The Burger Product, A Conversation About Organizational Culture
If you’re alive and always on the internet (like I am), then you’ve probably seen the McDonald’s meme. In fact, it seemed like bigger news than the meteor that lit up the sky and shook half the houses in the Lower Mainland. Windows rattled, and there was a boom loud enough to make people stop what they were doing and look outside. Yet this was nothing compared to the burger incident.
The moment when the CEO of McDonald’s took what might be the world’s smallest bite of a burger, so small that people joked he barely grazed the sesame seeds on the bun.
I’m not going to lie. I laughed for about half an hour.
And honestly, I’m grateful to him for it. It turned what might have been an otherwise mundane day into something funny. For a moment, the internet collectively bonded over the absurdity of watching the CEO of McDonald’s have a burger delivered to his executive office on a silver tray… only to take the most delicate, almost ceremonial nibble imaginable.
It was a man attempting to relate to the common burger eater while barely touching the burger. But the moment actually raises a much larger question about organizations.
How Does Something Like That Get Approved?
This was the meme McDonald’s posted on their social media, and it was funny and in good nature of them to do so. But seriously, McDonald’s isn’t a small company. It’s a massive organization with layers of staff, communications teams, brand managers, public relations advisors, and extensive marketing departments. McDonald’s is essentially an economy unto itself.

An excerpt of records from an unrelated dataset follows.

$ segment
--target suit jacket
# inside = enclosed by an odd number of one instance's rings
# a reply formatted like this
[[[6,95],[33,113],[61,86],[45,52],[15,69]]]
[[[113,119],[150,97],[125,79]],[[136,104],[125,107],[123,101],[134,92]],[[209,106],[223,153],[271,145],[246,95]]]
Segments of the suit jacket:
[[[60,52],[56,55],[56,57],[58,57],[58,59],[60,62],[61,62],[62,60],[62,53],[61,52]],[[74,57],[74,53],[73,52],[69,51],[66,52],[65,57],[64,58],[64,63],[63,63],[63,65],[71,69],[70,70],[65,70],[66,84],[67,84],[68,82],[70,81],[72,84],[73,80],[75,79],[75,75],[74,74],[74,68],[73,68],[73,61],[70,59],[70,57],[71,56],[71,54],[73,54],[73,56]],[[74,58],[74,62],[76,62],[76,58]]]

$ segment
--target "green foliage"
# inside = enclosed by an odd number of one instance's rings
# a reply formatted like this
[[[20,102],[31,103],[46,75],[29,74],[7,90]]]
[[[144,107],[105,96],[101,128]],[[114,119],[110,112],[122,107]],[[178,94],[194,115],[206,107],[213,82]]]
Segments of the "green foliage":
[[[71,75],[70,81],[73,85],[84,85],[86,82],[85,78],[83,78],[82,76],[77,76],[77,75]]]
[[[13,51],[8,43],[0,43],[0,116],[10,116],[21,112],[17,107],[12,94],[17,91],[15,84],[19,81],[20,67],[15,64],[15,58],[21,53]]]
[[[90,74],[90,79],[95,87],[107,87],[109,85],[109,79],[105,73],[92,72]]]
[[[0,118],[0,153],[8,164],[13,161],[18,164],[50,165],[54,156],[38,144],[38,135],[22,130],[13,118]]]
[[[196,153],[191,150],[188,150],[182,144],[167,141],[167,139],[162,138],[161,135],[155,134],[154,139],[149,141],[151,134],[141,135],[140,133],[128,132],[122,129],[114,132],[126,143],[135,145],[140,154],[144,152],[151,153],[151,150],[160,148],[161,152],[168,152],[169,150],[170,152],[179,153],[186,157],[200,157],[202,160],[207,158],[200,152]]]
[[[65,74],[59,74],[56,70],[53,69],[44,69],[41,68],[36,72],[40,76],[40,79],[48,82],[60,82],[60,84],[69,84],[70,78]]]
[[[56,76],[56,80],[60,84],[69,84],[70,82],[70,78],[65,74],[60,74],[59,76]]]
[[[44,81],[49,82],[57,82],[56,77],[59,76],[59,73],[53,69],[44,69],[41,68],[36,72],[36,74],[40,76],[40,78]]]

It is one of the largest landholding companies in the world, one of the largest toy manufacturers in the world, and it operates one of the most sophisticated marketing machines ever built. So the obvious question becomes:
How does a moment like this make it all the way through the organization?
Think about how many layers something like that would normally pass through:
- Marketing teams
- Brand management
- Communications advisors
- Production teams
- Executive approvals
At no point did someone say, “Maybe this looks a little ridiculous”?
Or did they?
And if they did, why didn’t it stop there? Which leads to a deeper question:
Was it a blunder — or was it a signal about organizational culture?
The Problem of Groupthink
There’s a well-known theory in organizational psychology called groupthink, first identified by Irving Janis.
Groupthink occurs when the desire for harmony or consensus in a group becomes so strong that people stop challenging ideas. Instead of critically evaluating decisions, members suppress dissent to maintain agreement with leadership.
Over time, this creates a culture where people hesitate to disagree with those above them. And when disagreement disappears, so does good decision-making. People may privately think something is a bad idea, but nobody wants to be the one who speaks up. So the idea moves forward anyway.
The Success Trap
There is another dynamic that often appears in successful organizations.
When companies are young, they fight for survival. They get grief everywhere they go, investors doubt them, competitors dismiss them, and employees challenge ideas. It is a time of struggle as the organization is forced to constantly prove itself.
But once a company reaches the top, the pain gives way and suddenly:
- Everyone wants to be associated with success
- People become more agreeable
- Leadership becomes less challenged
And over time, another bias can appear. Psychologists call it the overconfidence bias — the tendency for successful decision-makers to begin believing that their judgment is consistently superior. After enough good decisions, leaders can begin to assume their instincts are always right. This is where a form of magical thinking sometimes creeps in: the belief that because the organization has succeeded before, its decisions will continue to succeed. Even when the evidence suggests otherwise.
When Organizations Become Too Big
Jordan Peterson once said that an organization is never too big to fail. Instead, it is so big it has to fail. When organizations grow past a certain size, something subtle begins to happen. People become cautious about challenging leadership, dissent decreases, and critical thinking slows down. And decisions move forward without the same level of scrutiny that existed when the organization was smaller and fighting to survive.
What the Burger Moment Really Shows
Now, to be clear — I’m not suggesting McDonald’s has lost its ability to think critically. Far from that. In fact, the company handled the internet’s reaction quite well. Their response has been humorous and self-aware, which is often the smartest way to manage a moment like this.
But the interesting part of the story isn’t that the CEO made a slightly ridiculous video. Because honestly, who among us hasn’t done something that looked awkward on camera?
The interesting part is this: in an organization that large, with that many intelligent people involved…
No one felt comfortable enough to stop it.
And that small moment tells us something fascinating about how organizations work, especially when they become very successful. Sometimes the biggest risk to a company isn’t competition. It’s the quiet moment when everyone in the room decides not to disagree.
Now it’s low-key possible that McDonald’s did all of this on purpose, and if they did, it was beautifully brilliant of them. But I guess we’ll never know.